"Deeply Shocked. And Appalled"
"Like all Australians, we are shocked by the report, by that evidence that was shown on Four Corners [Australian Broadcasting Corporation television program Four Corners investigation] last night. Deeply shocked."
"We have moved swiftly to get to the bottom of it."
"We need to get all the facts out as swiftly as we can. We need to expose the cultural problems, the administrative problems that allowed this type of mistreatment to occur."
"We want to know how this came about. We want to know what lessons can be learned from it. We want to know why there were inquiries into this centre which did not turn up the evidence and the information that we saw on Four Corners last night."
"This is a shocking state of affairs and we will move quickly to establish what happened."

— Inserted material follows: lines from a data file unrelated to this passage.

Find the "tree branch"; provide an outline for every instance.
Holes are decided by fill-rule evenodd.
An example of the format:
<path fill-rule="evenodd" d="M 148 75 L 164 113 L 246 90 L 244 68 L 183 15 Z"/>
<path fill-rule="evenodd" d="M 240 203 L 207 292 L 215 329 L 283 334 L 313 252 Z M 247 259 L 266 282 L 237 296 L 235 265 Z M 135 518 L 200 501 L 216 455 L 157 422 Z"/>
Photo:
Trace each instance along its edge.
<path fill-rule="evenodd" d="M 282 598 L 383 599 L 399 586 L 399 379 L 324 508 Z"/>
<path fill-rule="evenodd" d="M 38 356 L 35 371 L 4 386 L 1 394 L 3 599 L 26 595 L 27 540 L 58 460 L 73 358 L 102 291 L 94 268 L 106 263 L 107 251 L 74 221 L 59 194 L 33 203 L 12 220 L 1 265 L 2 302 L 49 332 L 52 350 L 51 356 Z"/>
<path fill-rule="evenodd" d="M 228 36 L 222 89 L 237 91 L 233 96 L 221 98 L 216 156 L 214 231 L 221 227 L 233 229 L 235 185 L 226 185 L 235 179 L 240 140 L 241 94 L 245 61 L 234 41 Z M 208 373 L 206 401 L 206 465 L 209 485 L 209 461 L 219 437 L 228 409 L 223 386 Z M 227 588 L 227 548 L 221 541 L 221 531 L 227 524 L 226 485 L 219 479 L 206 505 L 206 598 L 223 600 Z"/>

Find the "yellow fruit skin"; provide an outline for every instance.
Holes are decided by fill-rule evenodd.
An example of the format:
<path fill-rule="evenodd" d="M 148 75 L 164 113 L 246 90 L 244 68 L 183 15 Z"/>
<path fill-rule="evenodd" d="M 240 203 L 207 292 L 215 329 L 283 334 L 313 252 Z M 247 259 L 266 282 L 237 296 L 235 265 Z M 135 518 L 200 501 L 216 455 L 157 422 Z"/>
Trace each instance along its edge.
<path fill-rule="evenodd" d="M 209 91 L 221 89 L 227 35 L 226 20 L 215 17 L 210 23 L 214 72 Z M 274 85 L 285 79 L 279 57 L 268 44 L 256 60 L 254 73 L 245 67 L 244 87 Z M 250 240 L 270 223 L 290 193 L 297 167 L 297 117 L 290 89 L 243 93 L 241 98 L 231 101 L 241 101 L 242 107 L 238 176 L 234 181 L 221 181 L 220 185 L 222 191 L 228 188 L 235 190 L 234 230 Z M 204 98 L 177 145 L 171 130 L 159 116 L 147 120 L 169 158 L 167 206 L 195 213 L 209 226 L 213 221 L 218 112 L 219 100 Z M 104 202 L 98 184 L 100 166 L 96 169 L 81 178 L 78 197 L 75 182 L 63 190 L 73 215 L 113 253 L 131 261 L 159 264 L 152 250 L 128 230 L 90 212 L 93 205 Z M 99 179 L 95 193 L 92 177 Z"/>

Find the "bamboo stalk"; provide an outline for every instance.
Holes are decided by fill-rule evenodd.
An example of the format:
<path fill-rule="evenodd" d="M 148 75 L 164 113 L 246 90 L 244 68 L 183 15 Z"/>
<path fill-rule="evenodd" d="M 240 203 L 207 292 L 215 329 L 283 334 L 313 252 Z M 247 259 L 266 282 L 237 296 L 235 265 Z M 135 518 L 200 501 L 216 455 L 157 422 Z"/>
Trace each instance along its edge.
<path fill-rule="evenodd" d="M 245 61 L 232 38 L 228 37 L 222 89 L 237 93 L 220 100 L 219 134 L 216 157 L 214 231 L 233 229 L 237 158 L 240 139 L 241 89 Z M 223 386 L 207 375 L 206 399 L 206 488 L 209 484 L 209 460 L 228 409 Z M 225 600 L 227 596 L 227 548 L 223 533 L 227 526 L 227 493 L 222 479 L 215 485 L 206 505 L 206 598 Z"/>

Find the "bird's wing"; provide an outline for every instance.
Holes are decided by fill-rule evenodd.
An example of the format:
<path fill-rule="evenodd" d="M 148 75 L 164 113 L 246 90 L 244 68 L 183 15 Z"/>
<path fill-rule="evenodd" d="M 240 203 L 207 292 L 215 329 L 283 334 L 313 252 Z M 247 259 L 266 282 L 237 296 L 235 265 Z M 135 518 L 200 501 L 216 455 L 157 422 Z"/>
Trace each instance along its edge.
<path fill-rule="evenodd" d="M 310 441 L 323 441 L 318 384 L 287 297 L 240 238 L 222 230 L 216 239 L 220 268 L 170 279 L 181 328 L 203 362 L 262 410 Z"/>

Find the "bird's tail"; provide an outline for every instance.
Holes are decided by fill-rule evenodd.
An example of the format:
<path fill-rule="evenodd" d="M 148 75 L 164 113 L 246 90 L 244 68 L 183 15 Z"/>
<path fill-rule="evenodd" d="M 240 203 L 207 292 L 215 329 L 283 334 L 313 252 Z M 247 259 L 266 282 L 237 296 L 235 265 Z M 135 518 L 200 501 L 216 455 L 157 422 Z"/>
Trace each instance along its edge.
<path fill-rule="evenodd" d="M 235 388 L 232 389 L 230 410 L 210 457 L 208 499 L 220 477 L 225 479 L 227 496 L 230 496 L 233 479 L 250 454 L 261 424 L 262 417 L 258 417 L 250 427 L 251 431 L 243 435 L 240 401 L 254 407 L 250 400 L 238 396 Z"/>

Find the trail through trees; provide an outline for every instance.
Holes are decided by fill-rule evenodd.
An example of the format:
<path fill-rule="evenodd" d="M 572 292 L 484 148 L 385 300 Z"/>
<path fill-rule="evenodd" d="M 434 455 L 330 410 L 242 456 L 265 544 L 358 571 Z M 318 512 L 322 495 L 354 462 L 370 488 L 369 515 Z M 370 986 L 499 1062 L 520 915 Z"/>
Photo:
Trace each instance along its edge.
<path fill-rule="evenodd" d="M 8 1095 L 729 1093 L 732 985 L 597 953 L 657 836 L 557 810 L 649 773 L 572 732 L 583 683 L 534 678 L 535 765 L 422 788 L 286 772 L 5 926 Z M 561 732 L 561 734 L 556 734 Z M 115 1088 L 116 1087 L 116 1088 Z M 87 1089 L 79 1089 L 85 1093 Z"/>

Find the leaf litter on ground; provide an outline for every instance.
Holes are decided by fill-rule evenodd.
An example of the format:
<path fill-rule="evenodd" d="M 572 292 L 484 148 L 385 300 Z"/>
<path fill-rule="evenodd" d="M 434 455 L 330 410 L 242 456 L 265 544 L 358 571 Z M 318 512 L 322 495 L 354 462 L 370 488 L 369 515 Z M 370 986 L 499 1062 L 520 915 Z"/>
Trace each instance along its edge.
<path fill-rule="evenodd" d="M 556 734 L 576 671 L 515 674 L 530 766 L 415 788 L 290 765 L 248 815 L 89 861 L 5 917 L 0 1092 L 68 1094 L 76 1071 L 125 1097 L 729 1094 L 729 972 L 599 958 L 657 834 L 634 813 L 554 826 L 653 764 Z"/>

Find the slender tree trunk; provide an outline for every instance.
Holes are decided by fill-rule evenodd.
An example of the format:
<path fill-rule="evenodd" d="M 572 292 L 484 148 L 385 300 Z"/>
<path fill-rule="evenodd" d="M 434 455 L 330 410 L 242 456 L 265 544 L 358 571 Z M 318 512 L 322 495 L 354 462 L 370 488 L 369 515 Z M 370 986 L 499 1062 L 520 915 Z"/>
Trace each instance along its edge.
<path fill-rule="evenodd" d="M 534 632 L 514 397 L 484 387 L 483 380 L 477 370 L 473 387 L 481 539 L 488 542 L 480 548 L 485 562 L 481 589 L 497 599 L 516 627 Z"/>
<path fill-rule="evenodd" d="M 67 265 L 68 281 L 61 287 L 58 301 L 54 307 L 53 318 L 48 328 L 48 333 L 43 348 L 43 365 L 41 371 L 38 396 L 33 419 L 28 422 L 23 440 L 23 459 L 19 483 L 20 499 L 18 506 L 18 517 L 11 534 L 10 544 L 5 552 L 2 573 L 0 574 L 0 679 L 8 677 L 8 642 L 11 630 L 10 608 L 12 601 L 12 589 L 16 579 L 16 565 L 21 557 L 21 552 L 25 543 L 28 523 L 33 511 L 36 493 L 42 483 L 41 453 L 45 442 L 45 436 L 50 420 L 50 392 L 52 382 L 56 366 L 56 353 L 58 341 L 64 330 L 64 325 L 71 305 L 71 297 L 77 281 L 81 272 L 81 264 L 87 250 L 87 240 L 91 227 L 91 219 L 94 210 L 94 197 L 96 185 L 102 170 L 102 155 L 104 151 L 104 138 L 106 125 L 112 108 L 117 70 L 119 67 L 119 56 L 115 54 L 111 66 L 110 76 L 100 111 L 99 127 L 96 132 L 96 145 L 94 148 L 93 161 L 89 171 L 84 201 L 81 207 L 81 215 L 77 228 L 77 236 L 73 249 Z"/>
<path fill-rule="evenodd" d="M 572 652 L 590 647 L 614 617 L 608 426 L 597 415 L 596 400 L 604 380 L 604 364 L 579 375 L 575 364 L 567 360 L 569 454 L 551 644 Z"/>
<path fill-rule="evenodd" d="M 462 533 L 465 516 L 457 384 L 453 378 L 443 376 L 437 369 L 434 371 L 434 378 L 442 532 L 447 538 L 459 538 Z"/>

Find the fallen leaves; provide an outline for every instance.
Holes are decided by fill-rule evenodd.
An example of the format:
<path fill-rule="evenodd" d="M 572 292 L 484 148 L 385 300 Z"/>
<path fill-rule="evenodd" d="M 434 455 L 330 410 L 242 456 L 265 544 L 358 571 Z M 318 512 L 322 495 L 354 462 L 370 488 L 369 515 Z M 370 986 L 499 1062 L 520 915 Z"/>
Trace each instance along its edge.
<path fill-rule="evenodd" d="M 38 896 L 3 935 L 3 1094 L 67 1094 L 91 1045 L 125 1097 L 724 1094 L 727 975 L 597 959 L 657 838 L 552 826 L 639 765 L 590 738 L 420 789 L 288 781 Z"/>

Australian Prime Minister Malcolm Turnbull
"[I want to thank the] whole Australian community for the support you have showed us boys [teen prison incarcerates] as well as our families."
"I would also like to take this opportunity to apologize to the community for my wrongs and I can't wait to get out [of prison] and make up for them."

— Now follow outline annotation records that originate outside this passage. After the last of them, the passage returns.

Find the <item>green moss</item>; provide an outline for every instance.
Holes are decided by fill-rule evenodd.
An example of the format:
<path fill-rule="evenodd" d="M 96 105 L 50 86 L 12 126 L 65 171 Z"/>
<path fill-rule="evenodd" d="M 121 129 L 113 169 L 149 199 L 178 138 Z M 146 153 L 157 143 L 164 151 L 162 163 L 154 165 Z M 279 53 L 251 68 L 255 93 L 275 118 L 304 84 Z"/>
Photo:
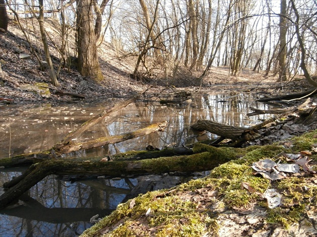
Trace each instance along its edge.
<path fill-rule="evenodd" d="M 304 212 L 304 205 L 292 207 L 290 210 L 281 207 L 269 209 L 267 221 L 271 224 L 280 224 L 288 229 L 293 223 L 298 222 L 302 218 Z"/>
<path fill-rule="evenodd" d="M 294 137 L 291 139 L 292 150 L 295 152 L 310 151 L 313 144 L 317 143 L 317 129 L 306 133 L 300 137 Z"/>
<path fill-rule="evenodd" d="M 285 152 L 285 150 L 281 146 L 253 146 L 247 148 L 246 155 L 243 158 L 237 160 L 236 163 L 250 165 L 263 159 L 273 158 L 281 153 Z"/>

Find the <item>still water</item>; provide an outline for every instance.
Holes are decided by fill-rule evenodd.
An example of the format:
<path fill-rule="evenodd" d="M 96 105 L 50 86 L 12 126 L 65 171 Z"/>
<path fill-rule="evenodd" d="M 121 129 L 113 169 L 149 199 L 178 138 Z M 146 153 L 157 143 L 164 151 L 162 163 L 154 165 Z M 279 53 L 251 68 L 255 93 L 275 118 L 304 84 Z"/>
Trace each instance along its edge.
<path fill-rule="evenodd" d="M 77 138 L 88 141 L 131 132 L 152 123 L 167 121 L 164 132 L 72 154 L 102 157 L 130 150 L 145 150 L 150 145 L 160 149 L 178 146 L 206 138 L 192 136 L 190 125 L 199 119 L 210 120 L 236 127 L 248 127 L 267 118 L 267 115 L 248 117 L 250 107 L 267 109 L 251 94 L 205 94 L 185 106 L 158 103 L 130 104 Z M 109 106 L 83 102 L 59 105 L 0 106 L 0 158 L 49 148 L 66 135 Z M 0 185 L 23 172 L 23 168 L 0 170 Z M 0 210 L 1 236 L 73 236 L 93 223 L 91 217 L 102 217 L 128 198 L 131 191 L 148 183 L 148 176 L 119 180 L 89 180 L 70 182 L 50 176 L 21 198 L 21 205 Z M 152 189 L 169 187 L 191 177 L 155 176 L 161 183 Z M 146 182 L 148 182 L 146 183 Z M 3 193 L 1 190 L 0 194 Z M 93 222 L 93 221 L 92 221 Z"/>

Dylon Voller, 17, featured in investigation into prison abuse of young boys in Australia
"The impact of those years of brutalization must be immediately measured and he needs immediate assistance."
"Any child locked up in solitary confinement in the Northern Territory needs to be released immediately."
Peter O'Brien, lawyer for Dylan Voller
"[Dylan] deserves his life back. [He] lost everything ... lost hope."
"The last time I went to visit him there was no smile, there was no emotion, there was nothing. I couldn't give him anything to be positive about and that really broke me."
"I want him to know he's still a person and people still love him and he still has hope for a life."
Kira Voller, Dylan's sister
Dylan Voller shackled into a restraining chair -- ABC news |
Aboriginal Australian youth are sometimes defiant and socially deviant, as the term goes to express the kind of resentment engendered by systematic, institutionalized racism that afflicts most colonial-era-derived societies. Australia appears to have reached the conclusion at some time in the near past that the best remediative treatment for insufferable anti-social behaviour is to brutalize those exhibiting that behaviour, to persuade those placed in prisons where they are treated to even greater incidents of contemptible disciplinary punishment for spurning societal norms, to straighten out and fly better.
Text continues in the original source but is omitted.